Despite the initial misunderstanding, WDC did well to try to clarify things once the misunderstanding came to light, says Dunlop.
“There appeared to be miscommunication, but then the employer said, ‘Come and chat with me,’ and the worker refused,” he says. “If the employer had relied upon that initial email, maybe they wouldn't have won, but it went further and tried to confirm in writing, and it made it clear that it was asking if she wanted to come back - the employer wanted to have a discussion, and the worker refused to have that discussion.”
Job abandonment
The worker started work at another dental clinic in July. In response to the labour standards complaint, WDC maintained that the worker hadn’t been terminated, but she abandoned her position.
However, the Director of Labour Standards found that the worker had been terminated without cause and ordered WDC to pay the worker termination pay in lieu of statutory notice. WDC appealed the order.
Citing legal precedent, the Labour Board noted that abandonment is determined by whether a reasonable person would interpret an employee’s words and actions as indicating that they no longer intend to continue their employment.

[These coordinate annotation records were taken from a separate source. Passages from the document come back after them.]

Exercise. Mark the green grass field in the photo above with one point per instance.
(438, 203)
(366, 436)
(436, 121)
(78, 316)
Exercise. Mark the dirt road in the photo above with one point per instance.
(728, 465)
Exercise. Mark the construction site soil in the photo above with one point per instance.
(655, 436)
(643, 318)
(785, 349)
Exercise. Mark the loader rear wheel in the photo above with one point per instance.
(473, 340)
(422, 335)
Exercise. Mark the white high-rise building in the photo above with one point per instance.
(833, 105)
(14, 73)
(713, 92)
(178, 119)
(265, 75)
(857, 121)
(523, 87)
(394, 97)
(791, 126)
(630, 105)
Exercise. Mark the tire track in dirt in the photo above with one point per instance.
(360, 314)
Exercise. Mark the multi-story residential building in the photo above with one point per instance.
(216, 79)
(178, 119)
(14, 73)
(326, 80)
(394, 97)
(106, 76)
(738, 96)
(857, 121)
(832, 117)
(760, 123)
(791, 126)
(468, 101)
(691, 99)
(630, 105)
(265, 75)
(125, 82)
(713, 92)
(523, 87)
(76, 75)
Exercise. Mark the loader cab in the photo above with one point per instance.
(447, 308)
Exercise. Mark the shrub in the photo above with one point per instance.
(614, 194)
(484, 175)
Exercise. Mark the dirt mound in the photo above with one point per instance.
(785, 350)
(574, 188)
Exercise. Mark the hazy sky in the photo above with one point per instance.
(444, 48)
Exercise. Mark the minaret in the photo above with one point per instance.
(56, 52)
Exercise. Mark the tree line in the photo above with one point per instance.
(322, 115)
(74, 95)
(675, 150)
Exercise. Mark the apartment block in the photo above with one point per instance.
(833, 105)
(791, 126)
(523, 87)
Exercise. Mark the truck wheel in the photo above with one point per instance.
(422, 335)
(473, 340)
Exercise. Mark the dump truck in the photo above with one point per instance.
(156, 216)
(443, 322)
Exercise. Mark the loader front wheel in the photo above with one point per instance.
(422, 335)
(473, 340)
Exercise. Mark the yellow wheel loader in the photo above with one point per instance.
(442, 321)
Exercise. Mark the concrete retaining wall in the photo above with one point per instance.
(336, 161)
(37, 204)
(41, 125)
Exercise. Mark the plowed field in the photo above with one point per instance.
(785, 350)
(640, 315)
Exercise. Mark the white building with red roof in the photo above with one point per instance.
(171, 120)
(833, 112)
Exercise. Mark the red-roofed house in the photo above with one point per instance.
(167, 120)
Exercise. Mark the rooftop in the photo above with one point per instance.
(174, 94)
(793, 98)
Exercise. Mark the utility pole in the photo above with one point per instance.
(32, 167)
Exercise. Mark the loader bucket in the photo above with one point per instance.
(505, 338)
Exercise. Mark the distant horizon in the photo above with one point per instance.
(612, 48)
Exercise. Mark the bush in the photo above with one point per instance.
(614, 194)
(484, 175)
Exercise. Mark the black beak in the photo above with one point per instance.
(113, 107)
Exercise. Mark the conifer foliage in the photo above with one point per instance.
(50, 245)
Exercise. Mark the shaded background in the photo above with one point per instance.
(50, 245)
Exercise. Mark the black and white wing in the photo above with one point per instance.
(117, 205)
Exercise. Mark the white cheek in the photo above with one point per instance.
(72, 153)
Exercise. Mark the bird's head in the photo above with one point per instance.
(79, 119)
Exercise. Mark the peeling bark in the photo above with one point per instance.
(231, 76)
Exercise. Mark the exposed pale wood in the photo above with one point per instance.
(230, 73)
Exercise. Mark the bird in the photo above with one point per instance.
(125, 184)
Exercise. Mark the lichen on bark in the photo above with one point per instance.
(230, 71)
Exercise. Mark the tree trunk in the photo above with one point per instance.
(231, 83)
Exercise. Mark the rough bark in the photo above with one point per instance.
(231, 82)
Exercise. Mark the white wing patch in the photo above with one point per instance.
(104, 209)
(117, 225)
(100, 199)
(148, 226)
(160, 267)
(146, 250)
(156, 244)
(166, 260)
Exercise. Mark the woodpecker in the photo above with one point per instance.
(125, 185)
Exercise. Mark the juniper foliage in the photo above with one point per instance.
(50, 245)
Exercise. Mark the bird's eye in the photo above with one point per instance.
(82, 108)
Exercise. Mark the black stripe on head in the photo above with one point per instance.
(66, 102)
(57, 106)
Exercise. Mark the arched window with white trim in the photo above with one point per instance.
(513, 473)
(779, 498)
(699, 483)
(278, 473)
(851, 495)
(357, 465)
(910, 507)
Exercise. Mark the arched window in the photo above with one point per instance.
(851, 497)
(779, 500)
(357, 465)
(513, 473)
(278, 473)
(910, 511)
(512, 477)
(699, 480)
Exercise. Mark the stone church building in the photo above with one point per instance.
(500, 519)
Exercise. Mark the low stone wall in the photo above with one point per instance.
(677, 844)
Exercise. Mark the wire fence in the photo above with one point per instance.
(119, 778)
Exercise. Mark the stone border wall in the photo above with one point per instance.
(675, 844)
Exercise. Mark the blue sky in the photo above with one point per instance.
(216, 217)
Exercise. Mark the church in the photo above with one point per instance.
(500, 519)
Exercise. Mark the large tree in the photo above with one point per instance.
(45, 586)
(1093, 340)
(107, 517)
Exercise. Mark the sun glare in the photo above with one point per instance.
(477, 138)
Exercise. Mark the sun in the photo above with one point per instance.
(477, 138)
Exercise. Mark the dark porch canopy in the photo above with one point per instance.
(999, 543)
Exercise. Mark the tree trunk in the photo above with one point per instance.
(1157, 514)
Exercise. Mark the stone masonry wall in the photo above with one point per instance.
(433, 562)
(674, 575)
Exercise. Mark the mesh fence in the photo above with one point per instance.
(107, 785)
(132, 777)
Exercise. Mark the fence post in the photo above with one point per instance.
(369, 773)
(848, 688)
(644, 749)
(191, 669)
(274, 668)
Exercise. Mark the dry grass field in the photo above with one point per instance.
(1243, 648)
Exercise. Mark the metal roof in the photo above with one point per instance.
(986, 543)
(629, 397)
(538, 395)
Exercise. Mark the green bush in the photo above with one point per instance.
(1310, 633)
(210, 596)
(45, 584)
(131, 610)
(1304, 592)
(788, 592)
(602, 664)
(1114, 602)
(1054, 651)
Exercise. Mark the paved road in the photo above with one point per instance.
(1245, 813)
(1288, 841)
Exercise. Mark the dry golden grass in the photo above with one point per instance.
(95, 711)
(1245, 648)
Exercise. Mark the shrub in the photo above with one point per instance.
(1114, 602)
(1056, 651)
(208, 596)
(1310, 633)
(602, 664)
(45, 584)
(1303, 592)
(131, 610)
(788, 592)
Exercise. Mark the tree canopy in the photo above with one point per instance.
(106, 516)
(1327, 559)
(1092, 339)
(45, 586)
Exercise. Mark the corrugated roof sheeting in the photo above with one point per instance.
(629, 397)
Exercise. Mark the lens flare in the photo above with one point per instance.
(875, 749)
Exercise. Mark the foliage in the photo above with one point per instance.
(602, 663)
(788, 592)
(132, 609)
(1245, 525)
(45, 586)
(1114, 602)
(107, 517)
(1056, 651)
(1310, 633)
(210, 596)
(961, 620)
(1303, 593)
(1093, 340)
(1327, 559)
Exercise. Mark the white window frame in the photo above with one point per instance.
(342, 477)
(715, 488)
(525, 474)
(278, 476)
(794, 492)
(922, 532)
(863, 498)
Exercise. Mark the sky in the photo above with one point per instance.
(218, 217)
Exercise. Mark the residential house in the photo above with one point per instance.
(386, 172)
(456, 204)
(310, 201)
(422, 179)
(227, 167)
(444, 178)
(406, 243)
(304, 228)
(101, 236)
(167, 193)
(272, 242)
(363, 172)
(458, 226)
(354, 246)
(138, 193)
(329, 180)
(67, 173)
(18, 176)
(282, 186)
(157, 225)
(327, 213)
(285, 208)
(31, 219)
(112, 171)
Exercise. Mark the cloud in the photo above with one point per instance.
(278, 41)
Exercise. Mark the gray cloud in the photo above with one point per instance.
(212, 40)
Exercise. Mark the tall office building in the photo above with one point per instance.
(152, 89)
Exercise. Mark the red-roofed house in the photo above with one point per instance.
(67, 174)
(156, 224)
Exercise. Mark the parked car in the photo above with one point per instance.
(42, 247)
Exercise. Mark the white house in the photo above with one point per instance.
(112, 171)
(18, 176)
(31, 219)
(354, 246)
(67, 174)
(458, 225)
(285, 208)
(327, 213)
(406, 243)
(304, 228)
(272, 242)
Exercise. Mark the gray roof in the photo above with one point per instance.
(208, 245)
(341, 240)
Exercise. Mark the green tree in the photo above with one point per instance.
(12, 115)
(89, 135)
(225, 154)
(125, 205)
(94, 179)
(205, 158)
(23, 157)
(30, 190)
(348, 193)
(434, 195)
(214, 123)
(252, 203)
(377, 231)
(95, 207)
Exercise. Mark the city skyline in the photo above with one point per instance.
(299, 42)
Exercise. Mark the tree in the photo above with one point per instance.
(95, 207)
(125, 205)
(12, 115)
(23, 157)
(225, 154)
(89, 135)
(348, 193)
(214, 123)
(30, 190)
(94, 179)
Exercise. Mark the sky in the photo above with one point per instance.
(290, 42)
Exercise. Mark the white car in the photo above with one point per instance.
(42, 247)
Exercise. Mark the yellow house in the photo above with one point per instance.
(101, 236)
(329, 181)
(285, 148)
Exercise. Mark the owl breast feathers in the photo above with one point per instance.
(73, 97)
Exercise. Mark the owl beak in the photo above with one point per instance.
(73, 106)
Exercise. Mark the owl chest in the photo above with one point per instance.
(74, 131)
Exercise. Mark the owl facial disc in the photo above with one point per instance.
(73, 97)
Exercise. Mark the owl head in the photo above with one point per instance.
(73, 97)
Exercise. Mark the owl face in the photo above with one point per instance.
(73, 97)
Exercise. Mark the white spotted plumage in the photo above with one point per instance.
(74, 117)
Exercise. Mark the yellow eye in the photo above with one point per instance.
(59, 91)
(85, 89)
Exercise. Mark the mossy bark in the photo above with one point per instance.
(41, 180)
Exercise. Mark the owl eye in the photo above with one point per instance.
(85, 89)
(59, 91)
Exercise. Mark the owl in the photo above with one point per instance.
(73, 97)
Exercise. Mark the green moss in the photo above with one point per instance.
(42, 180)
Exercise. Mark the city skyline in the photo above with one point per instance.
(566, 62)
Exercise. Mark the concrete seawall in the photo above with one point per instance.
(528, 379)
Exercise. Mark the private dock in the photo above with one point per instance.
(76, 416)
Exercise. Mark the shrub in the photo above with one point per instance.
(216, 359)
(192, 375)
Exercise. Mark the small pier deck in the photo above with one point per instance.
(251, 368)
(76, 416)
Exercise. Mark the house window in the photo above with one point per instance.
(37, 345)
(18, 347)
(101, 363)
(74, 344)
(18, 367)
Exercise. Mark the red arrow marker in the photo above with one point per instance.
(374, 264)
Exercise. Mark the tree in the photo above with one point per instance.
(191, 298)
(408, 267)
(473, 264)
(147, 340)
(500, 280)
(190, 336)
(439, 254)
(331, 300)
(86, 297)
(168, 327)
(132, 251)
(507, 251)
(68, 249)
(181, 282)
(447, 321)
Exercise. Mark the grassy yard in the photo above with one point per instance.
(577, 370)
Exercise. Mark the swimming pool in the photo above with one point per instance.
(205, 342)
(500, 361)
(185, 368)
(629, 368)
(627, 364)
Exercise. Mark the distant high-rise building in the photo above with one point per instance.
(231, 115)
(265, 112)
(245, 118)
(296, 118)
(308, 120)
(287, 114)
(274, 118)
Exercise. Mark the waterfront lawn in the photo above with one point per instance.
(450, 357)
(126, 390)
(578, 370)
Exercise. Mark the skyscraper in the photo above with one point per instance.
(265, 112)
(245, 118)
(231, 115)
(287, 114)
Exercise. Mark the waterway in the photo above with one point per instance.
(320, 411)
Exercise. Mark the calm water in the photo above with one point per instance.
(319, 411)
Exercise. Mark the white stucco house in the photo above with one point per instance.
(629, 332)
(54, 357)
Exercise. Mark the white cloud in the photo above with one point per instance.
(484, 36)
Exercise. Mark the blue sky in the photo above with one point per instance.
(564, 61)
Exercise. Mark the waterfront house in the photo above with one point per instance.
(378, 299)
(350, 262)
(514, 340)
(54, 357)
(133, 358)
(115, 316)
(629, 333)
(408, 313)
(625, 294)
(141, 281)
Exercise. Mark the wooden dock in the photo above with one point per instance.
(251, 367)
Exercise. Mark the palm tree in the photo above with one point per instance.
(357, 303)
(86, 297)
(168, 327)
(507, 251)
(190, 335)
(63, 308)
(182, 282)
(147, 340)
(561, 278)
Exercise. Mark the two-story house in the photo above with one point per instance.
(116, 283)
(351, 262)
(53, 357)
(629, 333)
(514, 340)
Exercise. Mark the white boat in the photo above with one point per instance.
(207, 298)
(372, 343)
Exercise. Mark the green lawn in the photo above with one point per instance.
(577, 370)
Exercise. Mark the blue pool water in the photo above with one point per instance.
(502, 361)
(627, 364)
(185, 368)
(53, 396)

The board found that WDC’s owner initially misunderstood the worker’s request for an ROE as a resignation, particularly given what the office manager told her. However, the owner made subsequent efforts to clarify the situation, including multiple emails and a phone call expressing her willingness to have the worker return to work, said the board.
The board noted the worker’s lack of engagement following the owner’s Feb. 28 email, including her decision not to attend the proposed meeting. There was no evidence to suggest that WDC terminated the worker’s employment, the board said.
No termination pay
The board allowed WDC’s appeal and rescinded the damage award ordered by the Director of Labour Standards. It concluded that the worker had abandoned her position and was therefore not entitled to termination pay under the Nova Scotia Labour Standards Code.
Employers sometimes fall short on the abandonment argument without that follow-up, says Dunlop.
“It’s tough [for employers] because sometimes you never hear from [the employee] and you just issue the ROE, and I think a lot of employers never hear back,” he says. “But sometimes where employers go wrong is if they do hear back, then they really have to jump on it and say, ‘Let's have a discussion about this,’” he says. “I suspect some employers don't want to follow up because maybe they're happy to let sleeping dogs lie – which is a strategic question that sometimes may make sense.”
However, WDC’s actions in this case are a good example of how an employer can effectively support an argument of job abandonment while maintaining clear and respectful communication, according to Dunlop.
“This case demonstrates the importance of communicating and having a record of it - but also, if you're going to have that record, you want it to show that you're being respectful and are trying to be solution-oriented,” he says. “It’s surprising how often employers cross the line, because it's too easy to send a text or an email that, upon reflection, you wish you hadn’t.”